On August 8 the Germans were completely surprised at Amiens when nine divisions of the British Fourth Army – the British 3rd Corps, the Australian and Canadian Corps – and 10 divisions of the French army attacked the great Picardy salient created by the huge German offensive of March 1918. For this offensive the Allies had assembled almost 1,500 heavy guns and howitzers; almost 600 tanks and more than 1,700 aeroplanes.
The element of surprise played a significant part in the success of the operation. Douglas Haig, the commander of the BEF, and Henry Rawlinson, the commander of the British Fifth Army, withheld all knowledge of the attack from those who were to undertake it. Divisional commanders had a week’s warning, troops in the line less than 36 hours. When the troops began to assemble for the assault, all movements were undertaken under cover of darkness.
The Allied attack was launched in thick fog at 04:20 across the Santerre plateau, from Amiens to just south of Montdidier. The Australians and Canadians, superb troops which Haig increasingly used to spearhead his operations, made a seven-mile advance. Six or seven German divisions, which Ludendorff believed to be battle-worthy, were broken.
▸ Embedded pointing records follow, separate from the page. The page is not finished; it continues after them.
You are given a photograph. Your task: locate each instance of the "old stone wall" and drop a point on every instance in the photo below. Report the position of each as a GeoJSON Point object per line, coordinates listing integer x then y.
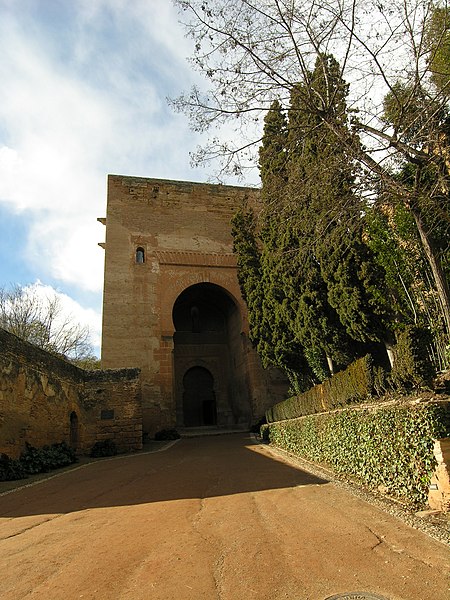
{"type": "Point", "coordinates": [44, 400]}
{"type": "Point", "coordinates": [169, 249]}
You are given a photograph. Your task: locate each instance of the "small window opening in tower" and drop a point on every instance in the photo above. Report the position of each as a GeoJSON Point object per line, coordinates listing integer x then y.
{"type": "Point", "coordinates": [140, 256]}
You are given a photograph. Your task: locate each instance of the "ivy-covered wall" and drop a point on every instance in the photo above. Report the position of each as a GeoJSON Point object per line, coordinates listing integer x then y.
{"type": "Point", "coordinates": [383, 444]}
{"type": "Point", "coordinates": [46, 400]}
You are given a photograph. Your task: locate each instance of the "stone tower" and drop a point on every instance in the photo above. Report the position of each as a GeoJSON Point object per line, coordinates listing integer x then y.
{"type": "Point", "coordinates": [172, 304]}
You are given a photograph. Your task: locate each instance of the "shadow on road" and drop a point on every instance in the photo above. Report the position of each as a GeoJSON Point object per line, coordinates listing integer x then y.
{"type": "Point", "coordinates": [193, 468]}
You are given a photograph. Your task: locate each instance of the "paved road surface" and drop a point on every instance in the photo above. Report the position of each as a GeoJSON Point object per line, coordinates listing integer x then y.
{"type": "Point", "coordinates": [210, 518]}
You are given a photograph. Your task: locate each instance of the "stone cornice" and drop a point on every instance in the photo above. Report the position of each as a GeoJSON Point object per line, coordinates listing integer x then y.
{"type": "Point", "coordinates": [198, 259]}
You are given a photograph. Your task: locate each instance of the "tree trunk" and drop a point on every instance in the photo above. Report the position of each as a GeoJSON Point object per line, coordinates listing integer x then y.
{"type": "Point", "coordinates": [439, 277]}
{"type": "Point", "coordinates": [330, 365]}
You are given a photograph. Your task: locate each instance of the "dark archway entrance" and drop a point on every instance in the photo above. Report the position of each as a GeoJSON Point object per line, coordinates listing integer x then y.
{"type": "Point", "coordinates": [211, 386]}
{"type": "Point", "coordinates": [73, 439]}
{"type": "Point", "coordinates": [199, 399]}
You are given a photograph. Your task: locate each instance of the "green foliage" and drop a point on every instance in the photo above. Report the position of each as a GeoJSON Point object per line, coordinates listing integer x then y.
{"type": "Point", "coordinates": [355, 384]}
{"type": "Point", "coordinates": [381, 445]}
{"type": "Point", "coordinates": [11, 469]}
{"type": "Point", "coordinates": [103, 448]}
{"type": "Point", "coordinates": [438, 43]}
{"type": "Point", "coordinates": [47, 458]}
{"type": "Point", "coordinates": [167, 434]}
{"type": "Point", "coordinates": [412, 366]}
{"type": "Point", "coordinates": [36, 460]}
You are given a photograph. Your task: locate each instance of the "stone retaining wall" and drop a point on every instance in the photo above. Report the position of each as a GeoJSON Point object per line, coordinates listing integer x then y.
{"type": "Point", "coordinates": [44, 399]}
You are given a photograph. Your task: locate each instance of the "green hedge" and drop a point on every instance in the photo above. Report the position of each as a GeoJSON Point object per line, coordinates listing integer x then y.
{"type": "Point", "coordinates": [36, 460]}
{"type": "Point", "coordinates": [413, 368]}
{"type": "Point", "coordinates": [379, 445]}
{"type": "Point", "coordinates": [355, 384]}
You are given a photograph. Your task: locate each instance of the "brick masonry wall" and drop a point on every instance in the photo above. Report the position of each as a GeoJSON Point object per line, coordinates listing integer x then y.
{"type": "Point", "coordinates": [40, 392]}
{"type": "Point", "coordinates": [184, 229]}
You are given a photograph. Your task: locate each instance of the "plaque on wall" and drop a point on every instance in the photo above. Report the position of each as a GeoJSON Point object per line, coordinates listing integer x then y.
{"type": "Point", "coordinates": [107, 413]}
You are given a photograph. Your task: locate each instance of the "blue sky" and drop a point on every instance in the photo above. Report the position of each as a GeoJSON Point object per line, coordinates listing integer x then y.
{"type": "Point", "coordinates": [83, 94]}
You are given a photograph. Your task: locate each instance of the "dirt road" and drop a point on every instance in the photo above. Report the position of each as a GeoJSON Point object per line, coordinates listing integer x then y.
{"type": "Point", "coordinates": [210, 518]}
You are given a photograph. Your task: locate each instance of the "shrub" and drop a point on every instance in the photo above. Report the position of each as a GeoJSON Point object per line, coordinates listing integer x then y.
{"type": "Point", "coordinates": [36, 460]}
{"type": "Point", "coordinates": [413, 368]}
{"type": "Point", "coordinates": [379, 445]}
{"type": "Point", "coordinates": [355, 384]}
{"type": "Point", "coordinates": [47, 458]}
{"type": "Point", "coordinates": [167, 434]}
{"type": "Point", "coordinates": [11, 469]}
{"type": "Point", "coordinates": [104, 448]}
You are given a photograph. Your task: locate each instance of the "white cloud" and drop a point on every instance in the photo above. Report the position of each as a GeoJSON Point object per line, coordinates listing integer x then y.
{"type": "Point", "coordinates": [70, 122]}
{"type": "Point", "coordinates": [70, 310]}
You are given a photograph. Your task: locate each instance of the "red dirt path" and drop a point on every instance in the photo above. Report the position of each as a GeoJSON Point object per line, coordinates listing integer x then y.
{"type": "Point", "coordinates": [210, 518]}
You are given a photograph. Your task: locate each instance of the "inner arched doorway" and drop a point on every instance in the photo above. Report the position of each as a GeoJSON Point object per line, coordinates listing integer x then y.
{"type": "Point", "coordinates": [211, 386]}
{"type": "Point", "coordinates": [73, 435]}
{"type": "Point", "coordinates": [199, 399]}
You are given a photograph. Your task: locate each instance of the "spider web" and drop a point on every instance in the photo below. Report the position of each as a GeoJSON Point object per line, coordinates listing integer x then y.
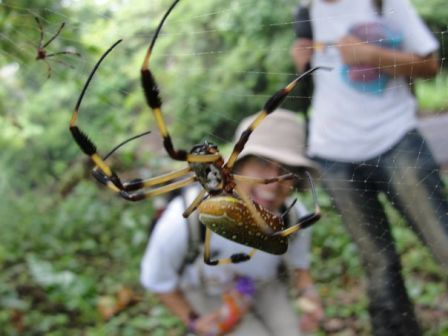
{"type": "Point", "coordinates": [100, 29]}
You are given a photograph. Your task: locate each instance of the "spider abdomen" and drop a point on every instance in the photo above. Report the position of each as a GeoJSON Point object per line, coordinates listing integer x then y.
{"type": "Point", "coordinates": [229, 217]}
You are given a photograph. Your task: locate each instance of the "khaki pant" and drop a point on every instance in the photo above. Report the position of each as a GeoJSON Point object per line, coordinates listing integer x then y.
{"type": "Point", "coordinates": [271, 313]}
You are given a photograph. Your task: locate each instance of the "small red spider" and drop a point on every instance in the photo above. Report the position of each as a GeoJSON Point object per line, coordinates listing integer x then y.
{"type": "Point", "coordinates": [41, 48]}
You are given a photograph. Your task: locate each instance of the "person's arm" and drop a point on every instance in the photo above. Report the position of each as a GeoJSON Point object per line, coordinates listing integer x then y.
{"type": "Point", "coordinates": [394, 62]}
{"type": "Point", "coordinates": [301, 53]}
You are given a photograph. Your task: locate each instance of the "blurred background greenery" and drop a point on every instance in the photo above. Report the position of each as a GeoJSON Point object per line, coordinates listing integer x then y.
{"type": "Point", "coordinates": [69, 249]}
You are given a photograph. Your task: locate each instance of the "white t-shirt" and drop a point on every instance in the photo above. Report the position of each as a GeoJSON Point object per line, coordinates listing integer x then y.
{"type": "Point", "coordinates": [348, 125]}
{"type": "Point", "coordinates": [168, 244]}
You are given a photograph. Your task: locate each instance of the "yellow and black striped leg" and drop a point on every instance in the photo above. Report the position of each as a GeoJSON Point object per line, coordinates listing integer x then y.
{"type": "Point", "coordinates": [83, 141]}
{"type": "Point", "coordinates": [270, 106]}
{"type": "Point", "coordinates": [151, 90]}
{"type": "Point", "coordinates": [234, 258]}
{"type": "Point", "coordinates": [307, 220]}
{"type": "Point", "coordinates": [141, 195]}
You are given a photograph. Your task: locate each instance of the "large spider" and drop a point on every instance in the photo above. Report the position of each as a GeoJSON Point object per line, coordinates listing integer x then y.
{"type": "Point", "coordinates": [223, 206]}
{"type": "Point", "coordinates": [41, 48]}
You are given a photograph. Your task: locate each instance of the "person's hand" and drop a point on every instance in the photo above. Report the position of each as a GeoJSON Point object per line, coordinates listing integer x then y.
{"type": "Point", "coordinates": [207, 325]}
{"type": "Point", "coordinates": [312, 312]}
{"type": "Point", "coordinates": [301, 52]}
{"type": "Point", "coordinates": [355, 51]}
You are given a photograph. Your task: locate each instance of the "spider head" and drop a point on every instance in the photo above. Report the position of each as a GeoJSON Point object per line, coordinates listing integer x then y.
{"type": "Point", "coordinates": [41, 54]}
{"type": "Point", "coordinates": [209, 174]}
{"type": "Point", "coordinates": [205, 148]}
Of 27,000 German casualties, 12,000 had surrendered.
In his memoirs Ludendorff recalled: ‘I was told of deeds of glorious valour but also of behaviour which … I should not have thought possible of the German army. Retiring troops, meeting a fresh division going bravely into action, had shouted out things like “Blackleg” and “You’re prolonging the war” … The officers in many places had lost their influence.’
For Ludendorff it was the ‘black day in the history of the German Army’. Basil Liddell Hart, the British military historian, subsequently described the events of August 8 as ‘the most brilliant [victory] ever gained by British arms in the war’.
This was the psychological turning point in the war. The German High Command’s hopes of victory were fatally undermined. At last Ludendorff began to absorb and process what others had been saying for weeks. He made no further offensive plans, and thereafter fought only defensive battles. He also showed signs of cracking up. He was on a short fuse, his relations with subordinates and Hindenburg, his nominal superior, were strained, he could not sleep, and he started drinking too much. He sought the advice of an old friend who was a psychiatrist. He advised going for walks and taking more rest and for a brief period these steps worked.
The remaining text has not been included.